Dutch and Norwegian contributions still being counted

The Netherlands has not finalised how many of its 42 active F-16s will go to Ukraine. Defence Minister Kajsa Ollongren told Dutch radio on 9 August that “we are stripping some for parts and preparing others for delivery,” adding that the number “depends on how fast we can back-fill with F-35s.” Norway, which retired its F-16 fleet in January, has pledged up to 12 aircraft but must first complete safety inspections. Belgian officials say they will not send jets before 2025, citing legal restrictions on re-export of U.S.-origin equipment. Taken together, Western diplomats estimate Ukraine could field 40-45 F-16s by late 2024, enough for two squadrons.

Russian reaction and battlefield impact

Moscow dismissed the pledge as “a dangerous escalation.” Foreign Ministry spokeswoman Maria Zakharova warned that any F-16 taking off from a NATO airfield to strike Russian territory “will be considered a legitimate target.” Inside Ukraine, air-force spokesman Yuriy Ihnat said the F-16s will not immediately change front-line dynamics. “We are still heavily out-numbered,” he told public broadcaster Suspilne. “Russia has 300 modern fighters in theatre; we need five times what has been promised.” Ukrainian commanders say the jets will be used first for air-defence patrols around Kyiv, Lviv and the Black Sea coast, freeing Soviet-era MiG-29s and Su-27s for ground-attack missions.
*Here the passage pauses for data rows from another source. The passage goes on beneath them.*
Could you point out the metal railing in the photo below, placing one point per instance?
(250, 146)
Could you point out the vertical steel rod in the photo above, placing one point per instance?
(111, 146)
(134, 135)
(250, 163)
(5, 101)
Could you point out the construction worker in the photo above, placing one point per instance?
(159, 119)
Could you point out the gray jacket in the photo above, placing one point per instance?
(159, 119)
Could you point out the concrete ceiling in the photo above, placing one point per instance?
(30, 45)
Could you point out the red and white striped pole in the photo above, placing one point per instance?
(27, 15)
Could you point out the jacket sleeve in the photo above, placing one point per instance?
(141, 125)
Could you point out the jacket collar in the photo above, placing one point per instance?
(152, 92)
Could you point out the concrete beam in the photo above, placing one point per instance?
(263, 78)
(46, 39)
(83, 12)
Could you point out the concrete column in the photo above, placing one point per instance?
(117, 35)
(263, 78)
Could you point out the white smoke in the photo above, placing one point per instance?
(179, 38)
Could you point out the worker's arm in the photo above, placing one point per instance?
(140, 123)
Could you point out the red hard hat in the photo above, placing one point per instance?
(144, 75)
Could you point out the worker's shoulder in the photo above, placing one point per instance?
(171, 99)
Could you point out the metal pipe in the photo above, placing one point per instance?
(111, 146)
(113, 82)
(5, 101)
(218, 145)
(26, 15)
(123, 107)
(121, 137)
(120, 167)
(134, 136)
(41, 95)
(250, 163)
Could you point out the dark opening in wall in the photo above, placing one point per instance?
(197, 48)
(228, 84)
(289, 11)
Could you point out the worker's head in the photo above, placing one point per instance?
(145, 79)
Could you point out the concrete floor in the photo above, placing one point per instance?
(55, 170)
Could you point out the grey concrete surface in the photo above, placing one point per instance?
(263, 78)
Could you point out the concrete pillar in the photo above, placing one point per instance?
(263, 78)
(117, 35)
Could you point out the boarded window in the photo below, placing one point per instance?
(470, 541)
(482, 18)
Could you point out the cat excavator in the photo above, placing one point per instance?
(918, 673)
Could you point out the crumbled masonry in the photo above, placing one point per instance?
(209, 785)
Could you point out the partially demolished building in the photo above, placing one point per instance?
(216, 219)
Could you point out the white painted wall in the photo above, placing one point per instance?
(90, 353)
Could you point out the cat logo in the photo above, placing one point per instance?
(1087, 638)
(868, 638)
Western Reports note that Ukraine lacks airborne early-warning planes, forcing F-16s to rely on ground radar with shorter range.

Training pipeline and logistical hurdles

Washington must still issue formal re-export licences, but U.S. officials say the paperwork is “largely complete.” A senior Pentagon official, speaking on condition of anonymity, said the first Ukrainian pilots “will not be combat-ready before December.” Language remains a bottleneck; only two of the eight pilots now in Denmark speak fluent English. Maintenance crews face a steeper curve. “An F-16 needs 19 man-hours of maintenance for every flight hour,” the official said. Ukraine is building a hardened shelter complex at an undisclosed western airfield and has asked for mobile repair labs to avoid fixed targets. Denmark will supply a containerised depot; the Netherlands is sending ground-handling simulators. Fuel quality is another worry: F-16 engines require a cleaner JP-8 blend than Ukraine’s ageing Soviet stock, so Warsaw has agreed to ship 500,000 litres monthly from Polish refineries.

Zelensky admitted that “no single weapon wins a war,” but argued that the coalition behind the F-16 transfer shows Ukraine is “being woven into Western security architecture.” With winter approaching and Russia renewing missile strikes on power plants, Kyiv hopes the new fighters can intercept cruise missiles and Shahed drones before they reach urban areas. Whether two squadrons can survive Russian long-range attacks on runways and supply lines remains an open question. For now, Ukrainian planners are drawing up rota schedules to keep at least four jets airborne over the capital around the clock, betting that Western missiles and faster turnaround times will stretch the small fleet until more arrive next year.